Title | Sketch, History |
Artist/Maker | Constantino Brumidi ( 1805 - 1880 ) |
Date | 1862 ca.- 1867 |
Medium | Oil on canvas |
Dimensions | h. 8.94 x w. 14.75 (h. 22.71 x w. 37.47) |
Credit Line | U.S. Senate Collection |
Accession Number | 33.00029.000 |
Artist Constantino Brumidi creates this scene of History by depicting an allegorical maiden crowned by a laurel wreath in the center of the composition. The heroic female figure wears the crown of bay laurel, or Laurus nobilis, for its associations with victory and achievement. Against the bowed spine of venerable Father Time, History chronicles the story of America’s beginning, indicated by the Revolutionary War battle raging in the distance. She uses her quill pen to record the nation’s past into the pages of a large tome. To evoke the ages, Brumidi employs weathered granite covered in living, young foliage to serve as a foil for the hourglass held by Father Time. Scrolls of the written past are preserved in a leather satchel to History’s left.
Constantino Brumidi executed this oil study for a fresco in Room S-211 of the Senate wing of the U.S. Capitol. A pencil sketch dated 1857 shows his initial concept for the ceiling frescoes in Room S-211. At that time, the room was designated for the Senate Library, and Brumidi proposed four lunette-shaped frescoes depicting Geography, History, Print, and Philosophy. Brumidi's work, however, was interrupted.
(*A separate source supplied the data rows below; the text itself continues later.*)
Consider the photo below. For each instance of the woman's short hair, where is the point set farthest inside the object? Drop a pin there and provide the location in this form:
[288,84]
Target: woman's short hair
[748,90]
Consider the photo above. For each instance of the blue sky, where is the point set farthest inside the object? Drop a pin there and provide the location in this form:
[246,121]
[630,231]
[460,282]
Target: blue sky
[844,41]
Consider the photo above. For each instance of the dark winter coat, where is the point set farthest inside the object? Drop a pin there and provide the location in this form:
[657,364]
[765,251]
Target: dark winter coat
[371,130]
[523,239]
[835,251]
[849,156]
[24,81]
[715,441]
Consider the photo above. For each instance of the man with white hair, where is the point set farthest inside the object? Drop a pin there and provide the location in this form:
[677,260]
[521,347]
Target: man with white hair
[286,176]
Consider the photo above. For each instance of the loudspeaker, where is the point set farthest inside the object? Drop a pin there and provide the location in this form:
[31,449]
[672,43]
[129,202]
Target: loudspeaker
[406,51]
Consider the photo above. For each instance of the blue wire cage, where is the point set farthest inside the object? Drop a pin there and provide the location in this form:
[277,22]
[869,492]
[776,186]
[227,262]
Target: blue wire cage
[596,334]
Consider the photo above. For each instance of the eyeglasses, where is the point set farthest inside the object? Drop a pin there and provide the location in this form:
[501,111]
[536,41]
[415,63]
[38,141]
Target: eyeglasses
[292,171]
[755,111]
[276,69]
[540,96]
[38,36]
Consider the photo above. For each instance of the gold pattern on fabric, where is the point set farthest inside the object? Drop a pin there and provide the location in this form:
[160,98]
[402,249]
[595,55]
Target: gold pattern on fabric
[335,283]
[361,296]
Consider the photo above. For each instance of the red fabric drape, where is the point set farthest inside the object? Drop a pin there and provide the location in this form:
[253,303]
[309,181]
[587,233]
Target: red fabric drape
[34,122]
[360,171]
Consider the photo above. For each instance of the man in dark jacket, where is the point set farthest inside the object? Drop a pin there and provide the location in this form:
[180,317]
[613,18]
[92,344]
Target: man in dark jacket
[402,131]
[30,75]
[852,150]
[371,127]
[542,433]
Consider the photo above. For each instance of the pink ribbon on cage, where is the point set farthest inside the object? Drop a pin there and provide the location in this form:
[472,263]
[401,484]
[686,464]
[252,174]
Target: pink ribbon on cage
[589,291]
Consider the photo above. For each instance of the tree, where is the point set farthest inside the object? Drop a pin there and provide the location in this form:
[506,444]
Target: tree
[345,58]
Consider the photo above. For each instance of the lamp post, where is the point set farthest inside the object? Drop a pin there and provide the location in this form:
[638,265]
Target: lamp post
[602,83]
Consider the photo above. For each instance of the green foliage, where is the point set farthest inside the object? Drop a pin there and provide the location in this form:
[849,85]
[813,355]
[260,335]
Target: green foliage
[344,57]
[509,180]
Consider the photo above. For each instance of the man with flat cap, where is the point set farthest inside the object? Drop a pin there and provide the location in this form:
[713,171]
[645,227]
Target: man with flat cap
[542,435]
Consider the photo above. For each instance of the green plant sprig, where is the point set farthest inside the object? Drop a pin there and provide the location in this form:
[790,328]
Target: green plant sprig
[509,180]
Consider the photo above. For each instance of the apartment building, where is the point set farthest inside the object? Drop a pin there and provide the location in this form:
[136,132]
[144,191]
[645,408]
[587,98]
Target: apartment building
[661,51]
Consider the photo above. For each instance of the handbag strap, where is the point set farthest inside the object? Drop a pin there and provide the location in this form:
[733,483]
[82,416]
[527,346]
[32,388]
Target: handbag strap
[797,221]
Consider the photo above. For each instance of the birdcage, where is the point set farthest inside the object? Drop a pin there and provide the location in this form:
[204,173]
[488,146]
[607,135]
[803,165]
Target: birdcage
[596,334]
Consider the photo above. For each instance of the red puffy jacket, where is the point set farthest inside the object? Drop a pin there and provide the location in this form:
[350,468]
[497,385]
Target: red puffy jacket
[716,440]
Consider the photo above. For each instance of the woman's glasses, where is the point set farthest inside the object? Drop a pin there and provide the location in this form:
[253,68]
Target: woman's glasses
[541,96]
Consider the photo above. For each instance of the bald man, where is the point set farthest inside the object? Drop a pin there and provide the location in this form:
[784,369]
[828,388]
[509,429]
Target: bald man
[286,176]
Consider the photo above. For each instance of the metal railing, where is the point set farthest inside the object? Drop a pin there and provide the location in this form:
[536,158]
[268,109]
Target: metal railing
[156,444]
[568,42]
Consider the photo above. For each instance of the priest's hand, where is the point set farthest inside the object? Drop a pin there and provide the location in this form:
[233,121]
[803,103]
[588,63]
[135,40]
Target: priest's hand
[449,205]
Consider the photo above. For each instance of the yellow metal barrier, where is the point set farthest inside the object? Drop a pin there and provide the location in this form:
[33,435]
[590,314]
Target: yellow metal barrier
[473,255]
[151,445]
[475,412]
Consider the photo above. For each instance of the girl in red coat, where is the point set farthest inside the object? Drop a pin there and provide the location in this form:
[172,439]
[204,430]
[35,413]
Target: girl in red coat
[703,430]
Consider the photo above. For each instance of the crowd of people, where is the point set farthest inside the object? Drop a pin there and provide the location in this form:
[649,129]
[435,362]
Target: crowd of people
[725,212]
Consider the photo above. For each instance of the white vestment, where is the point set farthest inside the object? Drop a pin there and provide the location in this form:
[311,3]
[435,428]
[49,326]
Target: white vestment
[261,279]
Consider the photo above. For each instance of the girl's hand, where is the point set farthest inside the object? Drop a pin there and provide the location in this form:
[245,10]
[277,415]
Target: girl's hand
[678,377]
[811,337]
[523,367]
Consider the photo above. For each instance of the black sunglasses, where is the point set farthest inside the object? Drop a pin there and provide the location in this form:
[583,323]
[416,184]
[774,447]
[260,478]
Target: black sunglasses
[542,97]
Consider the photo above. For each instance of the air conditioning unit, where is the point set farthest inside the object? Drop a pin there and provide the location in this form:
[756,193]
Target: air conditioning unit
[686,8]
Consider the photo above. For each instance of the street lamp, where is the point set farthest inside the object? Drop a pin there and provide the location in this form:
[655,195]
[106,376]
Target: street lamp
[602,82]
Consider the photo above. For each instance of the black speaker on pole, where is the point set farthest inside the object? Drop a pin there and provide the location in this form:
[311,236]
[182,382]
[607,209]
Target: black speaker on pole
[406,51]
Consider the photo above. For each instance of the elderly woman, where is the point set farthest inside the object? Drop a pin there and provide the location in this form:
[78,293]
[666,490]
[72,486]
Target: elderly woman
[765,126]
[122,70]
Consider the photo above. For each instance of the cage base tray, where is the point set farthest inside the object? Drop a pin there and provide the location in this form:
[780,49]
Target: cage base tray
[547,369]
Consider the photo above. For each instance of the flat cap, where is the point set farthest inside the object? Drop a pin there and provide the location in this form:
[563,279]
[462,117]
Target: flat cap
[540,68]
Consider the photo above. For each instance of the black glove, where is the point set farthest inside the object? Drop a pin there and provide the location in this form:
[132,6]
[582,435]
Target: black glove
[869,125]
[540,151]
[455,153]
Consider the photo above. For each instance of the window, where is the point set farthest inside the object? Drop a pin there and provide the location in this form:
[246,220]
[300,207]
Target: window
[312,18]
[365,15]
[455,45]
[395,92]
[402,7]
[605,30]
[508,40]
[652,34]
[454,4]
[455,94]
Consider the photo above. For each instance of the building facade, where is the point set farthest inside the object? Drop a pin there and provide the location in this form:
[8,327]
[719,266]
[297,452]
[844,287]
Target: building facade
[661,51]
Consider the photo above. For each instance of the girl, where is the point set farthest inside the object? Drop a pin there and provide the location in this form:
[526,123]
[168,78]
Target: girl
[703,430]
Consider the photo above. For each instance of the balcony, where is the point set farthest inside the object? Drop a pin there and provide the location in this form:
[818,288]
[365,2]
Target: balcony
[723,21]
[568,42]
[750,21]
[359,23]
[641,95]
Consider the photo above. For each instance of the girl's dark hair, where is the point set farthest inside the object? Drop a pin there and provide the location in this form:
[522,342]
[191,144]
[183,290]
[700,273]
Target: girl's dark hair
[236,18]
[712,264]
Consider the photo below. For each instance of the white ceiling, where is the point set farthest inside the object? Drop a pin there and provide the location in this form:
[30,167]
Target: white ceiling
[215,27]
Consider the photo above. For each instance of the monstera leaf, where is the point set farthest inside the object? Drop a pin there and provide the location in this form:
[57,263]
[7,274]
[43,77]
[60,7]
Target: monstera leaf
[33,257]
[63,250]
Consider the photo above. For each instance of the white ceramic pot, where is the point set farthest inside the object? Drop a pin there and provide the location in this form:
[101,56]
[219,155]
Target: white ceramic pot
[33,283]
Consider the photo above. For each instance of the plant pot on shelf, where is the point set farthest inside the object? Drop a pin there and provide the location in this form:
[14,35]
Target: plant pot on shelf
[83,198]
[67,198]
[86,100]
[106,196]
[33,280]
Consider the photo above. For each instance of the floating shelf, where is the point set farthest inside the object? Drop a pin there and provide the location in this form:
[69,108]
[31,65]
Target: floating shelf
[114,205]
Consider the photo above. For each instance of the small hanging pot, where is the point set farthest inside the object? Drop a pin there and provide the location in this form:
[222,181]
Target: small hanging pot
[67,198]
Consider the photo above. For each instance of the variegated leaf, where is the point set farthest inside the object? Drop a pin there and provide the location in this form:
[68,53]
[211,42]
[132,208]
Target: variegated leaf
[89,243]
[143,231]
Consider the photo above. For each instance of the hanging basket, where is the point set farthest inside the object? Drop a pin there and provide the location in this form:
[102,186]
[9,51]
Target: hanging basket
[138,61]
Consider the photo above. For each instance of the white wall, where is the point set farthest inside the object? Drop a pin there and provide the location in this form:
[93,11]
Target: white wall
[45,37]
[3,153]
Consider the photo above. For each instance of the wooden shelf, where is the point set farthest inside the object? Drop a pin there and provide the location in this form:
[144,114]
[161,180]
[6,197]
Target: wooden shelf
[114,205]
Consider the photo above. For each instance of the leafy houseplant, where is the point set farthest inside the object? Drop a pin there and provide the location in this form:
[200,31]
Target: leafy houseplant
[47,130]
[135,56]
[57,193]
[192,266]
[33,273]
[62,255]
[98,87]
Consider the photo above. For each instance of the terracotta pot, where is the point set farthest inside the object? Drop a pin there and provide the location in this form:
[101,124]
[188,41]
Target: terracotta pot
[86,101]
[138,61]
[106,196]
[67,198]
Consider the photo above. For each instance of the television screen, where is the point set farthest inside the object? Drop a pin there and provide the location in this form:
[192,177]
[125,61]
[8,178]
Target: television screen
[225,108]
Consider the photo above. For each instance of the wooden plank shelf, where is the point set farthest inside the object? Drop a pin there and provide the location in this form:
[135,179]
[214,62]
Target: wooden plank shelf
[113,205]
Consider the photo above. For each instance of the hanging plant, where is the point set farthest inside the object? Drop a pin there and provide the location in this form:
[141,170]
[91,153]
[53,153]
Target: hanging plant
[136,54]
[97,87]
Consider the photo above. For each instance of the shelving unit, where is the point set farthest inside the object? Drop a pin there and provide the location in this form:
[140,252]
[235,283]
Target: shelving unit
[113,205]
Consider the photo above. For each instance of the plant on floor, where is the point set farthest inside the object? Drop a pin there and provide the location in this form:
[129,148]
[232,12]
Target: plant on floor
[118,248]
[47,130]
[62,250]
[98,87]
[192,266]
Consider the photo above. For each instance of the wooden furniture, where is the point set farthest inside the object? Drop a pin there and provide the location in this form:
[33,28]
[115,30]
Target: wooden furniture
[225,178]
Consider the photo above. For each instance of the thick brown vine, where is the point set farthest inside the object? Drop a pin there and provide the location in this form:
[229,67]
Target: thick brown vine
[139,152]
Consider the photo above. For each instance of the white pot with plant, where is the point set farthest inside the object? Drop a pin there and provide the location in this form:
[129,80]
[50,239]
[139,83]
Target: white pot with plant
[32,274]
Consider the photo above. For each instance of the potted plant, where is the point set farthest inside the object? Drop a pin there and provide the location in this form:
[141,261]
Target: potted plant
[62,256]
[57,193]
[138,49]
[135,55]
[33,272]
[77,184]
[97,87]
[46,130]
He completed one lunette of Geography in 1858, but was not commissioned to execute the room's remaining three lunettes until nearly a decade later in 1867. By then, the room had changed occupants and was established as the Senate Post Office. Brumidi changed Print and Philosophy to Telegraph and Physics. The oil sketch History is dated to the 1860s, presumably around the time Brumidi submitted new estimates to resume the work in 1862 and again in 1866, but prior to completing the fresco in 1867.
At age 13, Constantino Brumidi entered Rome's prestigious Accademia di San Luca and spent 14 years studying drawing, painting, and sculpture. He earned important commissions and awards during his career in Italy in the 1830s and 1840s. When Brumidi immigrated to America in 1852, his rigorous academic training and professional experience gave him a distinct advantage: Brumidi was one of the few artists in the United States who was skilled at designing murals for large, complex spaces and who was proficient at painting in fresco, a challenging but traditional medium that was desired for the murals at the U.S. Capitol.
In keeping with the practices of his academic training, Brumidi often prepared meticulous, detailed sketches to scale in pencil as one of the preliminary steps to creating a mural. Brumidi would then work up preparatory studies, typically in oil on canvas, of the proposed scenes. The preparatory studies would be submitted for review to officials in charge of the decoration of the Capitol.
Once the proposed mural in a preparatory study was approved, Brumidi would enlarge the scene from the study to a full scale rendering on oversize paper, traditionally called a cartoon. The outlines of the images could then be transferred from the cartoon onto the wall or ceiling. Brumidi used the details worked out in the studies–such as coloring or shading–as his guide when executing a mural. Many of the preparatory studies for Brumidi's work in the Senate wing of the Capitol are in the Senate collection.